Carabinieri e Polizia stanno effettuando una serie di perquisizioni sul Tirreno cosentino nell’ambito degli accertamenti coordinati dall’autorità giudiziaria.
L’attenzione su alcune persone di Belvedere Marittimo
Dopo aver raccolto diverse testimonianze e analizzato le immagini registrate dai sistemi di videosorveglianza, l’attenzione degli investigatori si starebbe concentrando in particolare su alcune persone residenti a Belvedere Marittimo.
Le attività in corso puntano a ricostruire nel dettaglio quanto accaduto nelle ore precedenti al decesso del 34enne e a chiarire eventuali responsabilità individuali.
Le immagini e le testimonianze al centro dell’inchiesta
Un ruolo importante nell’attività investigativa è affidato proprio ai filmati acquisiti nell’area e alle dichiarazioni delle persone presenti durante la serata.

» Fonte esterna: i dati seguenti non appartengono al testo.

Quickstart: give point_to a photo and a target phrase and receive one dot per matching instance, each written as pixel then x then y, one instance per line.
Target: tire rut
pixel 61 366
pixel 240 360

Gli inquirenti stanno cercando di definire la sequenza degli eventi e di individuare chi abbia preso parte al pestaggio avvenuto all’esterno del locale.
Indagini ancora in corso
Le perquisizioni rappresentano un ulteriore passaggio dell’inchiesta sulla morte di Antonio Perrotta, una vicenda che ha profondamente scosso le comunità del Tirreno cosentino.
Gli accertamenti sono ancora in corso e ogni eventuale responsabilità dovrà essere verificata nel prosieguo delle indagini e nelle sedi giudiziarie competenti.